The ball dug in short. The pitch making it sit up and not zip through. On middle and off. Shubman Gill does what he must, play the pull. He hits it superbly. But straight to the fielder in the deep. And that's the fourth time Hardik Pandya has dismissed Gill in just 18 balls in T20s.
"It's just the right length [to Gill]. Hardik tends to bowl that back-of-length [delivery] and he's been using that short ball quite effectively," Cheteshwar Pujara said on ESPNcricinfo's TimeOut show after the match. "Gill is someone who has a little bit of vulnerability when it comes to that length. It is his scoring opportunity, but at the same time, when he doesn't get it right, you do get dismissed from that length."

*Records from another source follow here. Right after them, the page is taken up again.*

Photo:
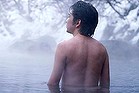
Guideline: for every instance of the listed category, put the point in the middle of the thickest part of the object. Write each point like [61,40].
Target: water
[21,73]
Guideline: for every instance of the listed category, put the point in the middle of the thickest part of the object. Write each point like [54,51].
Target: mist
[30,31]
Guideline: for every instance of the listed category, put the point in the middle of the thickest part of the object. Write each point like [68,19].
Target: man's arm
[105,76]
[59,65]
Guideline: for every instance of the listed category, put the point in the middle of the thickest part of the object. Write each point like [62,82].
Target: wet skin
[81,61]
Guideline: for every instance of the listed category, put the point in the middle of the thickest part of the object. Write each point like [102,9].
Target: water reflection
[70,89]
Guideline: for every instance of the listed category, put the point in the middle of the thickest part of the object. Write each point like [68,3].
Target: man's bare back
[84,61]
[81,61]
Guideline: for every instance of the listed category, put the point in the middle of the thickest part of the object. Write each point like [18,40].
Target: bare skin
[81,61]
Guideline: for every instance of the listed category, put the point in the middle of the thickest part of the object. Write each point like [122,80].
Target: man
[81,61]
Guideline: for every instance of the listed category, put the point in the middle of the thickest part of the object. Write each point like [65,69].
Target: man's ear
[78,23]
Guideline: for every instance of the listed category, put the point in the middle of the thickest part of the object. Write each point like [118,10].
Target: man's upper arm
[59,64]
[105,75]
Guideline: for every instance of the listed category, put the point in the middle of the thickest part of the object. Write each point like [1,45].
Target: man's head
[88,16]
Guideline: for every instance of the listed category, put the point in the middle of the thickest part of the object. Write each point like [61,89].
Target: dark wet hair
[88,15]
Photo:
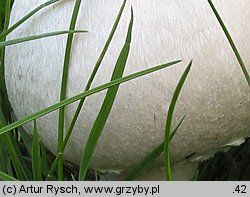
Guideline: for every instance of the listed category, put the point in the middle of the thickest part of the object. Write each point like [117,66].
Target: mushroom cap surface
[215,97]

Maybe Hardik knew that - there's very little cricketers don't know these days when it comes to data and numbers, strengths and weaknesses of opponents. Hardik stood there, looking pleased as punch. Of course he knew it would - or could, at least - work. Gill looked like he couldn't believe he had fallen into the trap.
Unwittingly, though, Hardik might have laid a trap for his own batters in the process. On a black-soil pitch, with the ball gripping in the slow surface, slow, slower, slowest was the way to go. Not that Gujarat Titans (GT) or Mumbai Indians (MI) wouldn't have known that anyway before their IPL 2025 match in Ahmedabad on Saturday evening, but seeing the proof in Hardik's plan of action helped - GT stopped MI 36 short after putting up 196, and at no point did it really look like their wouldn't.
"There were some shots that were easy to hit on that wicket, there were some shots that were difficult [to hit], so we were making sure that we make sure that they were hitting difficult shots on that wicket. Which we thought were difficult when we were batting," Gill said in the press conference afterwards. Prasidh Krishna, for one, made the most of the conditions. Going against his nature, so to say, he kept it slow, and into the pitch. And emerged Player of the Match for his 2 for 18.
And Hardik, only half in jest, possibly, agreed that he might have helped Prasidh with the planning. "Definitely, I was just thinking that," he told the host broadcaster. "Maybe I bowled way too many balls - they were able to see that it's gripping.
"On this wicket, I think those were the toughest balls because some were shooting down, some were bouncing and some were gripping. So when you have this much variable bounce or difference, I think as a batter it becomes difficult."